[FLINK-39685][table] Redact sensitive options in SHOW CREATE and DESCRIBE CATALOG statements

[gaborgsomogyi]

What is the purpose of the change

Sensitive table/catalog/model options (e.g. password, api-key, token) were exposed verbatim in the output of SHOW CREATE TABLE, SHOW CREATE CATALOG, SHOW CREATE MATERIALIZED TABLE, SHOW CREATE MODEL, and DESCRIBE CATALOG EXTENDED. Flink already had redaction infrastructure (GlobalConfiguration.isSensitive / HIDDEN_CONTENT) used for Flink config display and factory error messages, but it was not wired to SQL display operations.

Brief change log

• ShowCreateUtil - extractFormattedOptions now accepts List<String> additionalSensitiveKeys and redacts matching values with ******. The unused 2-arg and lowerCaseKeys overloads were removed (dead code).
• ShowCreate*Operation / DescribeCatalogOperation - each execute() reads SecurityOptions.ADDITIONAL_SENSITIVE_KEYS from TableConfig and threads it through to the rendering layer.
• DefaultCatalogTable / DefaultCatalogModel - toString() now uses ConfigurationUtils.hideSensitiveValues to avoid leaking secrets in logs. Built-in sensitive key patterns apply; user-configured additional keys cannot be applied here (no config context in toString()).

Verifying this change

• ShowCreateUtilTest - extended with redaction cases for table, catalog, materialized table, and custom additionalSensitiveKeys.
• DescribeCatalogOperationTest - new; verifies extended output redacts password/token, non-sensitive values are unchanged, and non-extended output exposes no options at all.
• DefaultCatalogTableTest - new; verifies toString() redacts sensitive keys and preserves safe ones.

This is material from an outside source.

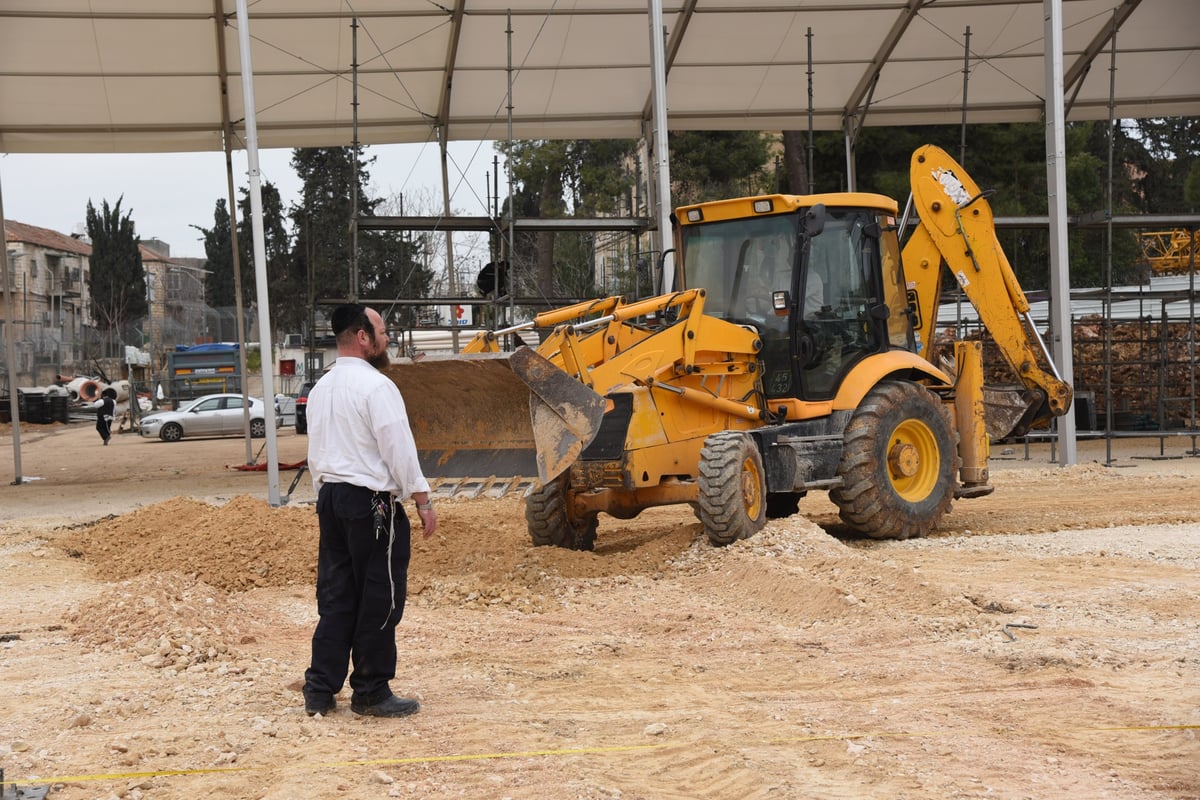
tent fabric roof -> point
(145, 76)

Does this pull request potentially affect one of the following parts:

• Dependencies (does it add or upgrade a dependency): no
• The public API, i.e., is any changed class annotated with @Public(Evolving): no
• The serializers: no
• The runtime per-record code paths (performance sensitive): no
• Anything that affects deployment or recovery: JobManager (and its components), Checkpointing, Kubernetes/Yarn, ZooKeeper: no
• The S3 file system connector: no

Documentation

• Does this pull request introduce a new feature? no
• If yes, how is the feature documented? not applicable

---

Was generative AI tooling used to co-author this PR?

• Yes (please specify the tool below)

Generated-by: Claude code

[flinkbot]

CI report:

• c7c6d69 Azure: SUCCESS

Bot commands

The @flinkbot bot supports the following commands:

• @flinkbot run azure re-run the last Azure build

[featzhang]

LGTM

[featzhang]

LGTM overall. Good use of existing GlobalConfiguration.isSensitive() infrastructure.

Questions:

1. Line 485-505 in ShowCreateUtil.java - The extractFormattedOptions(conf, printIndent, boolean lowerCaseKeys) overload was removed. Can you confirm this was truly unused? If it's @Internal API, fine; just want to make sure no external code relied on it.

2. DefaultCatalogTable.toString() L167 - The redaction here uses Collections.emptyList() for additionalSensitiveKeys because there's no TableConfig context. This means user-configured ADDITIONAL_SENSITIVE_KEYS won't apply to logs. Acceptable trade-off, but might be worth a doc note.

Minor:

3. Missing end-to-end test for ShowCreateModelOperation - only unit tests present. Not critical but would be nice to have.

4. Consider adding a debug log when redaction happens (L459-466 in ShowCreateUtil) for security auditing.

Tests look solid - good coverage of the redaction logic.

[snuyanzin]

Thanks for addressing feedback

[gaborgsomogyi]

Thanks for the review. Rebased to eliminate unrelated test failures.